Neuwiedenthal-Prozess: Stumme Zeugen
Das Verfahren um die Randale von Neuwiedenthal wird von Merkwürdigkeiten beherrscht. Angeklagter auf freiem Fuß.
Im Prozess um die Randale von Neuwiedenthal hat ein Polizist den Angeklagten Amor S. entlastet. Im Verlauf des "aufruhrartigen Tumults" habe er gesehen, wie der Angeklagte durch Armbewegungen "beschwichtigend" auf die aufgebrachte Menschenmenge eingewirkte habe, sagte der Polizist. Amor S. wird beschuldigt, dem Polizisten Günter J. durch einen Fußtritt in die Augenhöhle mehrere Schädelbrüche zugefügt zu haben.

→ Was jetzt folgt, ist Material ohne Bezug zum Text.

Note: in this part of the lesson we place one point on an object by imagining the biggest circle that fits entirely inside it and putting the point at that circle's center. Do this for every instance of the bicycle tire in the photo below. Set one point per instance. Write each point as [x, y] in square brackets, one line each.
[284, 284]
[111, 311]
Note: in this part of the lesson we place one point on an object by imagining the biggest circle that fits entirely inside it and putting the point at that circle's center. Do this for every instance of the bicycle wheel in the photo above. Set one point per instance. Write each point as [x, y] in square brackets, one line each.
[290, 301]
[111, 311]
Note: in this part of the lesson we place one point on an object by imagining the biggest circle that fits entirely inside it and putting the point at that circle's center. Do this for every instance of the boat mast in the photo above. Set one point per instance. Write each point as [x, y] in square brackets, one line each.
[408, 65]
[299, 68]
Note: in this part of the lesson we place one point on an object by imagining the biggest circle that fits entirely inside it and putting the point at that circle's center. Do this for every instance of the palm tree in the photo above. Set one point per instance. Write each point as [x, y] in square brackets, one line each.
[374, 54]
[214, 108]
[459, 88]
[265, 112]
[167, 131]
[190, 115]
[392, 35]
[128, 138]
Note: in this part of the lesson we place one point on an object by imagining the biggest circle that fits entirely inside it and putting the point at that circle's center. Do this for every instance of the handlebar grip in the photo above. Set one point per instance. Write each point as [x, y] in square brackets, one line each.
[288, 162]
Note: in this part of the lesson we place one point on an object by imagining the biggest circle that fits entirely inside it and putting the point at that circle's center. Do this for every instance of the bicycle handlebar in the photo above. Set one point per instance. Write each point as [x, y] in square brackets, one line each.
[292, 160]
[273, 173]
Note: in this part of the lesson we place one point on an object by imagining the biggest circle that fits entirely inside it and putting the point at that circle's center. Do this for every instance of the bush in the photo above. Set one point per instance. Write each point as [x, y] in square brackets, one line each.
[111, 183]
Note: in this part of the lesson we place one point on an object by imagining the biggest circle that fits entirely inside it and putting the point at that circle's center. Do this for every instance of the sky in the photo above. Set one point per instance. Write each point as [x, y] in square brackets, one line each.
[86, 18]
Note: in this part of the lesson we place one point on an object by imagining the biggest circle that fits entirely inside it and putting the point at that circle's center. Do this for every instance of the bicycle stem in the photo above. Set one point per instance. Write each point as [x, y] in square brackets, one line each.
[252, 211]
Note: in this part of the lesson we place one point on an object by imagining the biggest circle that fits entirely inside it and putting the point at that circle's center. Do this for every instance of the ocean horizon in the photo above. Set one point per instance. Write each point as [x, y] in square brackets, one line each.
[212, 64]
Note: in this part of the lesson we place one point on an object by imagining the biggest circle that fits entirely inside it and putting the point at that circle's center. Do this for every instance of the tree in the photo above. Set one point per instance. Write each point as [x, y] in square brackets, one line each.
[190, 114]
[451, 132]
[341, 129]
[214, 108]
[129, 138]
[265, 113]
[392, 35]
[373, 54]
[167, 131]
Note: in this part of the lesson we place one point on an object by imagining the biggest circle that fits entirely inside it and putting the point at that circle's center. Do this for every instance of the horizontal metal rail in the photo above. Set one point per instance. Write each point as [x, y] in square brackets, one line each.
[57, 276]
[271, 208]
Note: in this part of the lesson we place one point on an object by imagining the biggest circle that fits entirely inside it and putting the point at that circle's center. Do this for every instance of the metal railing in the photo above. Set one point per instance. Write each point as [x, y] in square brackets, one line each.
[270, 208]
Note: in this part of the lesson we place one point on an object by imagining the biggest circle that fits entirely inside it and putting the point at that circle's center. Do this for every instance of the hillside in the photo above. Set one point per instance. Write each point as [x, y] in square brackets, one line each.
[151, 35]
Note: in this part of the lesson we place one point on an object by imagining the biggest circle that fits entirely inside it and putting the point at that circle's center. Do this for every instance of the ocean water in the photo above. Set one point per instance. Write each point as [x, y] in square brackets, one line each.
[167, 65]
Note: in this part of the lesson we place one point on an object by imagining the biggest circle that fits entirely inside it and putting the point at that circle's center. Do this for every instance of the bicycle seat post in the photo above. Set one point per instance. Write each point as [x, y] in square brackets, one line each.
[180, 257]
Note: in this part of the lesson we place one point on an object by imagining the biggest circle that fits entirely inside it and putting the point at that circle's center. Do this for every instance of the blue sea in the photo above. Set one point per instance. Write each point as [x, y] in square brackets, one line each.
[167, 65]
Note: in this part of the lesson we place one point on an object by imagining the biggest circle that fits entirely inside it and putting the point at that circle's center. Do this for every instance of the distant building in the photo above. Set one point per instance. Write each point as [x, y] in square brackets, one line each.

Überhaupt scheint sich in dem Verfahren eine Wende abzuzeichnen: Amor S. wurde Anfang der Woche aus der Untersuchungshaft entlassen. Zwar hält das Gericht ihn weiter für "dringend tatverdächtigt", sieht aber keine Fluchtgefahr mehr.
Hintergrund des Sinneswandels dürfte das merkwürdige Aussageverhalten der Polizeizeugen sein. So hatte der Zivilfahnder S., der als einziger Amor S. des Fußtrittes bezichtigt, vor Gericht behauptet: "Ich weiß genau, dass es so war." Auf Nachfragen von Amor S. Anwalt Uwe Maeffert verweigerte er jedoch dann die Aussage und machte von seinem "umfassenden Aussageverweigerungsrecht" Gebrauch - mit der Begründung, dass gegen ihn im Zusammenhang mit dem Einsatz in Neuwiedenthal ein Verfahren wegen Körperverletzung im Amt anhängig sei. S. soll dem festgenommenen "Wildpinkler" - Auslöser des Großeinsatzes - im Streifenwagen einen Faustschlag versetzt haben.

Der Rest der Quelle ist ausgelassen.